Context
At my part-time job, Sharks Ice San Jose, workforce management still relies on a legacy portal called ABI MasterMind. One downside of this is the lack of native integration with any modern productivity tool.
For my coworkers and I, this creates a significant hurdle: manually inputting variable work schedules into our personal calendars. Not only is it time-consuming, negligence leads to missed shifts and scheduling conflicts.

How ABI currently displays an employee's shift schedule
The Approach
Bridge the gap between ABI MasterMind and a modern productivity ecosystem (Google Calendar). The solution required a "headless" automation layer to extract data and a secure, multi-user frontend to handle authentication and trigger the synchronization process.

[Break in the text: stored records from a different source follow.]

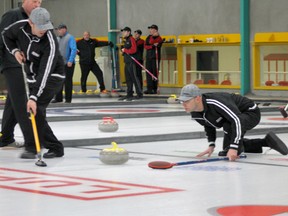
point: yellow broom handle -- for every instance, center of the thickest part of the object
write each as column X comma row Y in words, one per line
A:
column 35, row 132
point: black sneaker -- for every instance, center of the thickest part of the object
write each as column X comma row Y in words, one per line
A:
column 122, row 98
column 55, row 101
column 138, row 97
column 129, row 99
column 274, row 142
column 148, row 92
column 52, row 154
column 225, row 151
column 27, row 155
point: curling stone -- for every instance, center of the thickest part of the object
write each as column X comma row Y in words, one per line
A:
column 114, row 94
column 108, row 125
column 114, row 155
column 104, row 94
column 172, row 99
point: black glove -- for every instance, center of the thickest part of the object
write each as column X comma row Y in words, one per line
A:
column 110, row 43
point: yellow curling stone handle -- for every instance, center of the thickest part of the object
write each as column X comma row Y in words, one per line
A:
column 114, row 148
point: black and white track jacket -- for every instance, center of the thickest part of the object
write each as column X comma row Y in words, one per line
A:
column 222, row 108
column 43, row 58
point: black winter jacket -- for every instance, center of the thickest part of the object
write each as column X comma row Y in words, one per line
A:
column 87, row 50
column 43, row 59
column 222, row 108
column 6, row 60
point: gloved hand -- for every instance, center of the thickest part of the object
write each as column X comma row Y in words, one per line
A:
column 110, row 43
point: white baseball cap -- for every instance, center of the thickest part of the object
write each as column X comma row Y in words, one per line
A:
column 41, row 18
column 188, row 92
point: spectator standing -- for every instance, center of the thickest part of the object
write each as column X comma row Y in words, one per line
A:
column 86, row 51
column 153, row 44
column 139, row 56
column 68, row 49
column 130, row 49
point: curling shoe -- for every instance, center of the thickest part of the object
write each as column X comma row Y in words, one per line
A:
column 225, row 151
column 27, row 155
column 274, row 142
column 52, row 154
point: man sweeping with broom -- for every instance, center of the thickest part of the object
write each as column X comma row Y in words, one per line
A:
column 33, row 42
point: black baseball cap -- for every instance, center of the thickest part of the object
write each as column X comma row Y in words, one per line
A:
column 126, row 29
column 138, row 31
column 153, row 26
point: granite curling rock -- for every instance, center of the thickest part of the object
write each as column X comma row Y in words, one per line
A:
column 108, row 124
column 172, row 99
column 114, row 94
column 104, row 94
column 114, row 155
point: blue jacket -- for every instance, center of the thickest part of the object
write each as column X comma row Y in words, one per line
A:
column 68, row 48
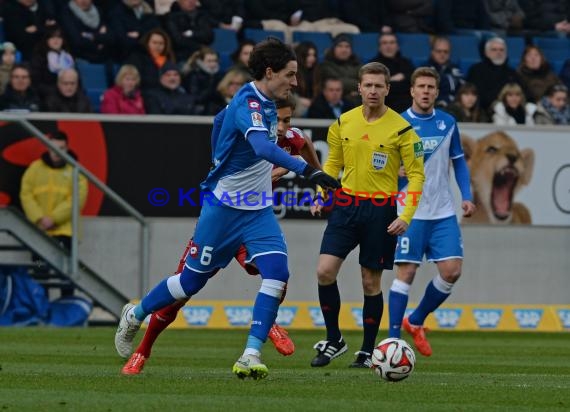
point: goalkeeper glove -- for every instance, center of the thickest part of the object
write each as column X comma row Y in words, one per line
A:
column 320, row 178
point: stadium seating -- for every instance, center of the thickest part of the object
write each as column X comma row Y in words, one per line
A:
column 258, row 35
column 515, row 48
column 414, row 46
column 464, row 47
column 93, row 80
column 553, row 48
column 465, row 63
column 225, row 41
column 323, row 41
column 365, row 45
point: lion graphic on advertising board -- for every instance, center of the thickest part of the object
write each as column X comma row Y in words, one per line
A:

Data Flow: An interface that scrapes shift details and pushes details to user's GCal.
Implementation and Development
Automation Engine
I first built a scraping utility using Selenium to navigate the ABI portal, handle session authentication, and parse DOM elements into structured JSON shift data.
Stateless Backend
Then, a FastAPI service was developed to process sync requests. In order to support multiple users simultaneously, I implemented Server-Sent Events (SSE) to stream real-time status updates (e.g., "Logging in...", "Shifts Found...") back to the client.
Secure Authentication
Finally, I Integrated Google OAuth 2.0 to generate temporary, user-specific access tokens. This ensured the app never stored sensitive user credentials and only interacted with the user’s calendar with explicit permission.
Challenges and Solutions
Bottleneck: Sequential DOM Iteration
The initial prototype utilized a sequential scraping logic. The script would iterate through each day-box on the calendar grid one by one, executing multiple Selenium find_element commands for each day (30+ iterations).
Each command required a separate round-trip between the backend and the Chrome driver. This brute-force method resulted in runtimes exceeding 180 seconds for a single month.
Solution
The data extraction layer was refactored from a Python-driven loop to a Single-Script Injection model. A localized JavaScript utility was injected into the browser via execute_script. This script parses the entire calendar DOM in a single pass, converting the schedule into a structured JSON array within the browser's own engine.

So happy I sent a picture to my coworker
This transition from O(n) Selenium operations to a single O(1) batch call reduced the data extraction time from minutes to mere seconds. Total end-to-end sync time dropped by over 90%, ensuring the process stays well within the timeout limits of cloud hosting environments.
Security and Scalability
The original prototype used a single static token, so all shifts were added to one person's calendar (mine).
This was refactored to a Token-on-Demand model. The backend was updated to accept a dynamic access_token from the frontend, thus allowing any of my coworkers to sync their shifts to their own private account securely.